‘‘Stop polluting the air”

ct Mining Indaba protest 1600 INLSA VEIN ACTION: Mining Indaba delegates watch protesters outside the Cape Town International Convention Centre yesterday. There was a stand-off between protesters and security staff when there was no one from Parliaments committee on mineral resources to take the protesters petition. Photo: Courtney Africa

Melanie Gosling

Environment Writer

 

STOP polluting the air we breathe and the water we drink, stop displacing people and making promises you don’t keep.

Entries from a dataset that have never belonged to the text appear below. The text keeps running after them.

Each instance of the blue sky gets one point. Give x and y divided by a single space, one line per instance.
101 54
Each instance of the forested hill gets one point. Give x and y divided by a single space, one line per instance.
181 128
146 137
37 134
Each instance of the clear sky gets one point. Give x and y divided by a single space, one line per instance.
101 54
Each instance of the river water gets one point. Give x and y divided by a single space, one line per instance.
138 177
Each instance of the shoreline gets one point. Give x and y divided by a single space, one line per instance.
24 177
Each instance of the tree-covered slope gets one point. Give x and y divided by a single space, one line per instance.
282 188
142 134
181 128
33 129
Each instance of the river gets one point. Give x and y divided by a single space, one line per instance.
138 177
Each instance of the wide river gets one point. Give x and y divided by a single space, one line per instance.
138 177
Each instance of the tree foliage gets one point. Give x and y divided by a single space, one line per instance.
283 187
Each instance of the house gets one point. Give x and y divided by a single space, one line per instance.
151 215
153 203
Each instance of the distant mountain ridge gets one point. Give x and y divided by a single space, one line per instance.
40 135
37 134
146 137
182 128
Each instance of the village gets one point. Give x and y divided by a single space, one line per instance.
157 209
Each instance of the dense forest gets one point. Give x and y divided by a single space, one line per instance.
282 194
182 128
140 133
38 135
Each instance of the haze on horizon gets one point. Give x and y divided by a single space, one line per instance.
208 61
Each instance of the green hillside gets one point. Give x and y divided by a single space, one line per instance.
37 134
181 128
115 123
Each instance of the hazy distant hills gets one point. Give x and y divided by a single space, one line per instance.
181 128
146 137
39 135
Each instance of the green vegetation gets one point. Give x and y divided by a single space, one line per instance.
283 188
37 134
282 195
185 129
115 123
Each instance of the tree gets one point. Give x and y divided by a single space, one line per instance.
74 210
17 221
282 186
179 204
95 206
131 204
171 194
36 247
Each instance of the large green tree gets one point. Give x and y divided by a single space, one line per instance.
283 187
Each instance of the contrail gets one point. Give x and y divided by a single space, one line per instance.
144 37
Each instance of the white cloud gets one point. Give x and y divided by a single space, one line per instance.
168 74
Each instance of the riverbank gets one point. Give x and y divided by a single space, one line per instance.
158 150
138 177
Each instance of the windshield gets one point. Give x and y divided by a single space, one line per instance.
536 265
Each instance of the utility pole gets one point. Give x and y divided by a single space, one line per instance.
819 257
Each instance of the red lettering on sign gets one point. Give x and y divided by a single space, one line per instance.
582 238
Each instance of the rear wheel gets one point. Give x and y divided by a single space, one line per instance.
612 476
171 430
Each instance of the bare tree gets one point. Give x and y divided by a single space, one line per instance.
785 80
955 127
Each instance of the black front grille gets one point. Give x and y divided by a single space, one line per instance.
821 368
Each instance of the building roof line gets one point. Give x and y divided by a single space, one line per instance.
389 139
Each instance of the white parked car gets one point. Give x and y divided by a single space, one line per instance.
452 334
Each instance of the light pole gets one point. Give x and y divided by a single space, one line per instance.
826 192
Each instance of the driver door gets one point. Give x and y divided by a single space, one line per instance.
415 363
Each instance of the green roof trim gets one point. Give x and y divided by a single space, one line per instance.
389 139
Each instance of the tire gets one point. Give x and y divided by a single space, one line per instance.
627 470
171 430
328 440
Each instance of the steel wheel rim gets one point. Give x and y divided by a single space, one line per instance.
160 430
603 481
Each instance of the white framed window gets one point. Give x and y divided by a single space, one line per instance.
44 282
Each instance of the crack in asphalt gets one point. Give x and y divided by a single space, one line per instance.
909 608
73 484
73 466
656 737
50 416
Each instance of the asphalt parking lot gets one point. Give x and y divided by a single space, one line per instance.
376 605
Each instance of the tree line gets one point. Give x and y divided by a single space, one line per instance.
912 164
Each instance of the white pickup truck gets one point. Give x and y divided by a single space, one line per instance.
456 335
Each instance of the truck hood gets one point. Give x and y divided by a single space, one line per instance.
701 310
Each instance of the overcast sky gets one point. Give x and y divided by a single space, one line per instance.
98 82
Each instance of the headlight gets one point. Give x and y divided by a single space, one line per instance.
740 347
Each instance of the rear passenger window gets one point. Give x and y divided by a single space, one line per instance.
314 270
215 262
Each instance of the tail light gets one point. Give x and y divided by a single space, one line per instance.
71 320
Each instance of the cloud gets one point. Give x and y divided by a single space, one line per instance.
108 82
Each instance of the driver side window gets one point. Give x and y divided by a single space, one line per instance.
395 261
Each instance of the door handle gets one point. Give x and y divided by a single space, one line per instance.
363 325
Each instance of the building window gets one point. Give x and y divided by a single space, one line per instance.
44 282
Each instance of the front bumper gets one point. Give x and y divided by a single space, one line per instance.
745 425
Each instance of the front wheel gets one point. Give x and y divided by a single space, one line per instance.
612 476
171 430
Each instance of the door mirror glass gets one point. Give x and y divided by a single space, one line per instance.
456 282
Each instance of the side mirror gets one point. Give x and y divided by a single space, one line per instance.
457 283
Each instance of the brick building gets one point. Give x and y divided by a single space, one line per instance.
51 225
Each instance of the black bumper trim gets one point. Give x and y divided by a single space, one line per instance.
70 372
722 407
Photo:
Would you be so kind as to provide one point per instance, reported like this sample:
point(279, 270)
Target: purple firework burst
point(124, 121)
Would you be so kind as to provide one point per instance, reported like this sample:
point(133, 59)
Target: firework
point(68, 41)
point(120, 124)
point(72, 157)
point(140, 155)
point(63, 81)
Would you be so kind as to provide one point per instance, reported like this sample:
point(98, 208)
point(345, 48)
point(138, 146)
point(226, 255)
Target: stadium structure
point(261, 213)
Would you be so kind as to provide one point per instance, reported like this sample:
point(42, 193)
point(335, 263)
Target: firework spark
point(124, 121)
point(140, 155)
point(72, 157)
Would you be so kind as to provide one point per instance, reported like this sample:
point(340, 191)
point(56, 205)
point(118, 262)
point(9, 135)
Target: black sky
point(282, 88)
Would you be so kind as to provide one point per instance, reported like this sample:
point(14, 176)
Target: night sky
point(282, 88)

Find other development paths for Africa and stop profits streaming out of the continent.

These were some of the messages from a placard-carrying crowd of about 70 people, locals and foreigners, who staged a protest yesterday outside the Investing in African Mining Indaba at the Cape Town Convention Centre.

Wearing T-shirts bearing the slogan “Our Mineral Resources”, the group sang and made speeches through a loudhailer.

The group were from the three-day Alternative Mining Indaba held in the city, organised by the BenchMarks Foundation, the Economic Justice Network and Norwegian Church Aid.

Mutuso Dhliwayo, an organiser, said the group were not opposed to mining, but to the way it was carried out.

“We’re talking about the negative impacts of mining on the environment and on communities. Not everything about mining is good – the air is polluted, the water is polluted. And what kind of development will there be when they are gone?” Dhliwayo said.

Some, referring to Minister of Mineral Resources Susan Shabangu, chanted: “Come out, Minister Shabangu.”

 

Conference security staff stood in a line between the protesters and the entrance doors.

The crowd became angry when the chairman of the parliamentary committee on mineral resources was not on hand to accept their petition.

One of the leaders, Bishop Joe Seoka of Pretoria, said to conference security staff: “We want to deliver our petition and leave you in peace to plot and destroy and take your profits to Australia and Canada. Our children are dying of diseases because of polluted air and contaminated water.”

One policeman said to the security staff: “Please get them the person they want so they can deliver the petition. Otherwise things can go wrong and we have to deal with it.”

Janine Hills, head of communications for the indaba, came to accept the petition. Seoka asked that it be given to the chairmen of the indaba and parliamentary committee.